Il modernismo di Gustavo Bontadini

di P. Giovanni Cavalcoli, OP, da Riscossa Cristiana (27/11/2012)

Un aspetto importante dell’attuale modernismo trae origine, già dagli anni lontani del fascismo, dall’opera di Gustavo Bontadini all’Università Cattolica di Milano, la quale già in quel tempo, soprattutto con l’indirizzo di Mons. Francesco Olgiati, avvertì l’urgenza di un serio confronto del tomismo col pensiero moderno, come già stavano facendo, in Francia, Maritain ed altri valorosi filosofi e teologi cattolici, anticipando in tal modo quello che sarebbe stato l’impulso dato dal Concilio Vaticano II al progresso e al sano ammodernamento della cultura cattolica.

Gustavo Bontadini, discepolo dell’Olgiati, riprese il suggerimento del Maestro, ma purtroppo dette ad esso una cattiva piega, perché il Bontadini, benché cattolico e sedicente tomista, in realtà si era lasciato sedurre dall’idealismo panteista hegeliano di Giovanni Gentile, ed egli non nascondeva affatto tale simpatia, benché si sforzasse di metterla d’accordo con la sua fede cattolica, senza la quale del resto non avrebbe avuto titoli per insegnare in un’Università Cattolica.

Anche Bontadini sentiva questa esigenza di assumere il positivo della filosofia moderna nel tentativo in sé generoso di mettere pace tra realisti ed idealisti e di porre in continuità la filosofia moderna con quella che egli chiamava “filosofia classica”, con un’espressione in realtà non molto felice, desunta dalla cultura corrente, per cui si parla di “musica classica”, “moda classica”, “vini classici” e cose del genere. Tuttavia era chiaro che cosa egli intendeva: la filosofia antica, soprattutto greca, che poi fu assunta e corretta dai Padri e dai Dottori della Chiesa, soprattutto da S. Tommaso d’Aquino.

Bontadini dunque cercò di mettere in luce una continuità fra l’antico e il moderno, ma nel contempo, come tutti gli idealisti, era convinto che Cartesio avesse segnato un netto discrimine tra la filosofia precedente, impelagata nell’incertezza e nella confusione, e la nuova fondata da Cartesio, in grado di risolvere finalmente una volta per tutte il problema della conoscenza e della verità. Stando così le cose, Bontadini si convinse allora che per salvare la filosofia precedente, occorreva trovare in essa qualcosa che precedesse Cartesio e si convinse che questo qualcosa fosse la concezione parmenidea dell’essere che, secondo Bontadini, era la stessa di S. Tommaso[1].
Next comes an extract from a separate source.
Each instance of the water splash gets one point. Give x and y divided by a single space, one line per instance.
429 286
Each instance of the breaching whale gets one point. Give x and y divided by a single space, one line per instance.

Da qui il recupero di S. Tommaso, ma un Tommaso non aristotelico, bensì parmenideo: operazione per la verità disperata, che tuttavia sarebbe stata destinata ad un certo successo fino ai nostri giorni. Intanto però questo recupero dell’essere parmenideo fu preso molto sul serio dal discepolo Emanuele Severino, il quale lo intese in modo così estremista da mettere in chiara luce l’assoluta inconciliabilità di questo “essere” con l’ipsum Esse tomista, per cui Severino non solo rifiutò qualunque  contatto con l’Aquinate, ma addirittura apostatò dalla fede cattolica e fu espulso dall’Università cattolica dopo un intervento della Congregazione per la Dottrina della Fede nel 1970.

Merito indubbio del Bontadini fu quello di voler riproporre la questione dell’essere e quindi di una valida metafisica. Senonchè però egli credette di poter reimpostare la nuova metafisica dell’essere sulla base dell’immanentismo di origine cartesiana, che era giunto ad Hegel, del quale gentile era notoriamente seguace in Italia.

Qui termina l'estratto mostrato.